Néanmoins, les marchands italiens utilisent des réseaux d’interconnaissance afin de s’échapper et pour réparer les dégâts, démontrant une collaboration entre Florentins et Génois.

Se défendre contre les émeutes : à l’échelle nationale

Le 18 juillet 1457, les Riccardi envoient une lettre à Jacoppo Salviati et Averardo, qui sont partis de Londres et de Bruges en 1456. Les Italiens coalisés en 1457 font pression sur les autorités anglaises.
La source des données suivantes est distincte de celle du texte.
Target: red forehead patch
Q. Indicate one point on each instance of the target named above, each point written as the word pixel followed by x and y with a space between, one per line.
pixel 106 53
Un rassemblement de marchands italiens envoie une lettre au roi anglais afin qu’il calme les émeutes, en menaçant de quitter Londres pour Winchester. On mentionne également cette menace dans le décret du Sénat vénitien du 23 août 1457. Comme les attaques se sont un peu calmées, ils ne quittent pas Londres.

 

  1. Michael PRESTWICH , War, Politics and Finance under Edward I, London, Faber and Faber, 1972.
  2. « D'un point de vue administratif, un ordre de paiement est une instruction formelle donnée à un comptable public par un ordonnateur (maire, directeur de services financiers, président d'un Conseil général...) de payer un fournisseur ou un prestataire, après constatation que les biens ont été livrés ou les services fournis », Bourse des crédits.fr.
  3. Richard A. GOLDTHWAITE, The Economy of Renaissance Florence, Baltimore, Johns Hopkins University Press, 2009.
  4. Sylvia L. THRUPP, The Merchant Class of Medieval London (1300-1500), Chicago, University of Chicago Press, 1948.
  5. Anne F. SUTTON, The Mercery of London: Trade, Goods and People, 1130-1578, Aldershot, Ashgate, 2005.